Dysonics: Makers of RondoMotion, the world’s first wireless motion sensor for headphones. Attach it for a 360° audio experience that puts you there.
VR CREATION COMPANIES
360Fly: Makers of a 360 camera which shoots 360 degree panoramic video.
GoPro: Makers of the Odyssey, a 16 camera array for capturing 360 video.
Jaunt: Makers of 360 cameras and software for VR video creation.
Kodak SP360: 360 camera made by Kodak.
Hooke Audio: Makers of the World’s first bluetooth binaural microphone/headphone hybrid.
Longcat Audio Technologies: Creators of 3D Audio software solutions including plug-ins, engines, and SDKS.
Visisonics: Makers of 3D Audio capture, visualization, and analysis tools
Two Big Ears: Makers of 3Dception, a real-time binaural/3D audio engine that is cross platform and easy to implement.
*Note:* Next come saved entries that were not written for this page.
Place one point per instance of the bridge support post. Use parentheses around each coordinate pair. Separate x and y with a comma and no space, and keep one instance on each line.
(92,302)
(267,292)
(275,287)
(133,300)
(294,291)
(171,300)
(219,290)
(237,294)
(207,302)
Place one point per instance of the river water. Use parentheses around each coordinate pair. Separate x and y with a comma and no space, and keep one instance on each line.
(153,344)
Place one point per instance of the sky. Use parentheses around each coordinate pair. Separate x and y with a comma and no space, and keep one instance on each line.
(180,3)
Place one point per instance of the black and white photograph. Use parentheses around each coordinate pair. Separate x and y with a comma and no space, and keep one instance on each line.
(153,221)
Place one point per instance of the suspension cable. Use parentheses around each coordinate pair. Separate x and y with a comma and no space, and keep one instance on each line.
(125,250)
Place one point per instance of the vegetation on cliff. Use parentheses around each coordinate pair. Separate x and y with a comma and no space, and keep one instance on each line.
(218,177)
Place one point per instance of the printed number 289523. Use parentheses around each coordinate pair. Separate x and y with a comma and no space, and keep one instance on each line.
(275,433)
It’s important that we do not let the past decade repeat itself in terms of audio. The speakers, headphones, and microphones that we use on a daily basis today are worse then they were decades ago. Virtual Reality presents an opportunity for these companies and more to empower sound and how we record and consume it. If Social Media drove smartphone manufacturers to push the limits of camera technology for better photographs, let’s hope that VR will drive both content creation and consumption companies to push the limits of speaker and microphone technology for better audio. Because #SoundMatters.